Se o cruzamento teve ou não sucesso parece depender do par exato que estava se reproduzindo. Até agora, não há evidências da genética do Homo sapiens em genomas dos neandertais datados entre 40 mil e 60 mil anos atrás, os últimos tempos dessa espécie.

É possível que isso se deva ao próprio processo de hibridização, pois algumas espécies só conseguem produzir descendentes em determinadas direções. Por exemplo, o pólen da planta Capsella rubella pode fertilizar com sucesso sementes de Capsella grandiflora, mas não o contrário.

Em busca de evidências

A falta de DNA mitocondrial (que é herdado por meio das fêmeas) de neandertais em humanos vivos tem sido sugerida como evidência de que apenas neandertais masculinos e Homo sapiens femininos poderiam acasalar. Mas também existem algumas evidências de que os híbridos masculinos podem ter sido menos férteis do que as fêmeas.

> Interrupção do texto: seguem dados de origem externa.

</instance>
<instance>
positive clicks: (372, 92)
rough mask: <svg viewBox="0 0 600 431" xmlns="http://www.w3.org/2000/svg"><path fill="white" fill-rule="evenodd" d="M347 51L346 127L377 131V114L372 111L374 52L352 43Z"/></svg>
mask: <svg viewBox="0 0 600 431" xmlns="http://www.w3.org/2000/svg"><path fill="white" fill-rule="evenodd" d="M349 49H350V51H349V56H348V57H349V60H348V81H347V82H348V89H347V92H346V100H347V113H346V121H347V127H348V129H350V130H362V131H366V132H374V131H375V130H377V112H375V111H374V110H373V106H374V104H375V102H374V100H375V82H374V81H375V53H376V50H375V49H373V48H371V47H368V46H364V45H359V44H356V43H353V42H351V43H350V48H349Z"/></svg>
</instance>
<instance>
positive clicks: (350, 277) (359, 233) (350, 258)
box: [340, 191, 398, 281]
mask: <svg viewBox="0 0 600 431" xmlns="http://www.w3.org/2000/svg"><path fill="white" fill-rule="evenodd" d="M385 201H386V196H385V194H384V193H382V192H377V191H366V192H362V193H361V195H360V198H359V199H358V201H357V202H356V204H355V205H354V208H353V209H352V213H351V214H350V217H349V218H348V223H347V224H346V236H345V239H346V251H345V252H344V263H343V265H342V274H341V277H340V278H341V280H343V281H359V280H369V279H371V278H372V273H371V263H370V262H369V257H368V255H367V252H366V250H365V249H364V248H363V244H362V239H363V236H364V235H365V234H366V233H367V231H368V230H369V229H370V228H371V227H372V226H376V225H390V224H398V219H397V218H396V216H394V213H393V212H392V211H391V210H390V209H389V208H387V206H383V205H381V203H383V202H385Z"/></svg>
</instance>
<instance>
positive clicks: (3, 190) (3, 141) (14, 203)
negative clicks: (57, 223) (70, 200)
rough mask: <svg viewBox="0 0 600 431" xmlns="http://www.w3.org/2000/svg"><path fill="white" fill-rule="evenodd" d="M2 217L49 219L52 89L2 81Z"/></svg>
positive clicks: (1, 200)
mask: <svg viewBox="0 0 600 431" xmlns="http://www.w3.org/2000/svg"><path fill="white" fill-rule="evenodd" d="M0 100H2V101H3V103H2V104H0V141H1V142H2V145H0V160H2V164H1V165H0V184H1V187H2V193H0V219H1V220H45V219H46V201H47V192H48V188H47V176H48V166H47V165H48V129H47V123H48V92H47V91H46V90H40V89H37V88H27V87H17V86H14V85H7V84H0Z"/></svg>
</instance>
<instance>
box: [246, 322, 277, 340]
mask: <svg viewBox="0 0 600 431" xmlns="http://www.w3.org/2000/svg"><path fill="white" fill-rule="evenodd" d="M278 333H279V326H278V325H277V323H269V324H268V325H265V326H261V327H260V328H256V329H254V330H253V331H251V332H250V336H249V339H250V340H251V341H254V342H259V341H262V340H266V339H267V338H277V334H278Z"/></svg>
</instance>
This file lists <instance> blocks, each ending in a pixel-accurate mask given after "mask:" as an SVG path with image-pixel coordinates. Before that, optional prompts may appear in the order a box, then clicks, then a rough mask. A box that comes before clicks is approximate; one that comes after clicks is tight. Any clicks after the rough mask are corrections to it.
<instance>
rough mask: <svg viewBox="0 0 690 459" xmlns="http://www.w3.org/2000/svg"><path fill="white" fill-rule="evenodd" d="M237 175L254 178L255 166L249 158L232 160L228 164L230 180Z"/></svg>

Com menos neandertais se reproduzindo entre si e os tamanhos dos grupos já pequenos e dispersos devido ao ambiente, a hibridização fora dos grupos familiares neandertais poderia ter ajudado a levar as espécies ao declínio. No momento, porém, não há evidências suficientes para decidir a questão.

“Não sabemos se o aparente fluxo gênico unidirecional é porque ele simplesmente não estava acontecendo, que a reprodução estava ocorrendo mas não teve sucesso, ou se os genomas neandertais que temos não são representativos”, afirmou Stringer. “À medida que mais genomas de neandertais são sequenciados, devemos ser capazes de ver se algum DNA nuclear do Homo sapiens foi passado para os neandertais e demonstrar se essa ideia é precisa ou não.”

Pesquisas futuras também poderão investigar questões semelhantes relacionadas a outras espécies de hominídeos conhecidas como denisovanos, dando-nos uma ideia maior de como nossa espécie interagiu com seus parentes mais próximos.